The Cybersmile Foundation, with the support of Area 23, an FCB Health Network Company, today released its latest multichannel campaign to raise awareness of how online comments and conversations - even when using humour - can have unexpected real-life impact.
The global ‘Think Twice Before You Type’ initiative is being launched to coincide with Safer Internet Day. The campaign is encouraging people to be mindful of how their comments can be interpreted or misinterpreted online without visual or audible indicators as to how a person is really feeling.
To help drive home the important campaign message, Cybersmile and Area 23 worked with multiple Cannes Lions Gold–winning photographer, Ale Burset, to depict people’s dejected faces overlaid with happy emoji makeup.
Ale commented: “It was a fun project, to capture the difference between how people can portray their feelings and their real feelings.”
The powerful images and videos deliver important messages and will be shared across Cybersmile’s official social media channels to its community of over 1.3 million internet users to help audiences better consider how they communicate online.
“It’s something we feel strongly about because we’ve all done it." commented Leo Arcoverde, associate creative director of Area 23. "Whether it’s something you mean as a joke or something that came across harsher than you intended. It’s easy to hurt someone without ever realising it. So, we wanted people to think twice.”
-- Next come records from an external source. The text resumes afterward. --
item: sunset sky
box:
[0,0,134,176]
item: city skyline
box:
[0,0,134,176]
Laura Lewandowski, chief policy officer of The Cybersmile Foundation, added: “Our 'Think Twice Before You Type' campaign is a powerful reminder of why we need to be mindful of the way we communicate online. When you’re talking with someone online, whether it’s on social media or through texts, you’re missing important context on how those comments are received. Facial cues and tone of voice are not captured in a typed response, so it’s easy to be unaware of how someone is really feeling in a conversation. The reality is people we interact with online each day could be at breaking point without us having realised.”